Lo inolvidable no tiene fecha ni hora. Es, más bien, una sensación conocida y perturbadora que te devuelve, de repente y sin aviso, el detalle minucioso y exacto de lo vivido.

Por eso es que aún siento, entre mis dientes, el nudo de aquel collar; tu pulso acelerado que me late por dentro, el aroma dulce de tu cuerpo que se enreda en todas las brisas y tu voz, entrecortada, que me parte en dos la respiración contenida.

Noto tu pelo enredado en mis manos y tus ojos cálidos ardiendo en los míos con esa luz mágica, la que le da a la vida el color de los sueños, que vuelve a salir de ti cuando los cierro.

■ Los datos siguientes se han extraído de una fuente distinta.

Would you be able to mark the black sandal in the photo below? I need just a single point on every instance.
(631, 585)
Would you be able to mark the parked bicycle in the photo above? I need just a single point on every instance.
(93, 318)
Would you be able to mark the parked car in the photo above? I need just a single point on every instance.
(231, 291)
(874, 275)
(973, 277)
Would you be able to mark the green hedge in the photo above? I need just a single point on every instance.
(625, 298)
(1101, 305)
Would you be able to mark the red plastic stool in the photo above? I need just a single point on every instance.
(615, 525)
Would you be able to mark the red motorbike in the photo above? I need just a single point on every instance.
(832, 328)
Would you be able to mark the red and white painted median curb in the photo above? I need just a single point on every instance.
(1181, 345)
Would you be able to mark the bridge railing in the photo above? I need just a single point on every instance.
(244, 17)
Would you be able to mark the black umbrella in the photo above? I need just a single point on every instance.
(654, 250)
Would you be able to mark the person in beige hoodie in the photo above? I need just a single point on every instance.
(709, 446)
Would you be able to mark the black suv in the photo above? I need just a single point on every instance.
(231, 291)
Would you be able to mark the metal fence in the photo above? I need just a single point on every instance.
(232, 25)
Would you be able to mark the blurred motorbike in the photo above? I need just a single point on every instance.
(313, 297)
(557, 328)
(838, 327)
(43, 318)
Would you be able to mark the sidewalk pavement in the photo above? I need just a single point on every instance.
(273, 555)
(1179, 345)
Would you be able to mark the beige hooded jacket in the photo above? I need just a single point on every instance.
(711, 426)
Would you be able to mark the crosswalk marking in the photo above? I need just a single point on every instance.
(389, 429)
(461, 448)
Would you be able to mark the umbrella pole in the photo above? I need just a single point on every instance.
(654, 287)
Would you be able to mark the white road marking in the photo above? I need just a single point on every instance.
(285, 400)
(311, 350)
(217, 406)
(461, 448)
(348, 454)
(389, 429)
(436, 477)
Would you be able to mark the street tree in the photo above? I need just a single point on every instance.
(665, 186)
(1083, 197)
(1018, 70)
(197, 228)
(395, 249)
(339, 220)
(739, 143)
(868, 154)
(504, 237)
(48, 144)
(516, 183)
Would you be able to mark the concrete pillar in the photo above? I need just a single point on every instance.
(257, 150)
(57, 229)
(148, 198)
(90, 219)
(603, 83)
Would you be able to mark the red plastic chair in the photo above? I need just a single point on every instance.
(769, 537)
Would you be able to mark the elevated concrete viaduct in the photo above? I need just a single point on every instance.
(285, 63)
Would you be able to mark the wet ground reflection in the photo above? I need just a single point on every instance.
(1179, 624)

Lo inolvidable no tiene hora, ni día, porque no sucede ni caduca. Deja de ser recuerdo, ni olvido, ni sueño, ni sombra de duda, para formar parte de la verdad desnuda e indivisible de uno mismo. Y ya nada consiste en acertar con las fechas, que es un asunto anodino y vulgar, reservado a lo despiadado de las agendas.

Porque, desde aquel instante, cuando tus labios enjutos, tan cerca de mí, se abrieron para susurrarme al oído que te abrazara, abril se me hizo un libro infinito. Es tu nombre, el que está escrito en todas sus páginas.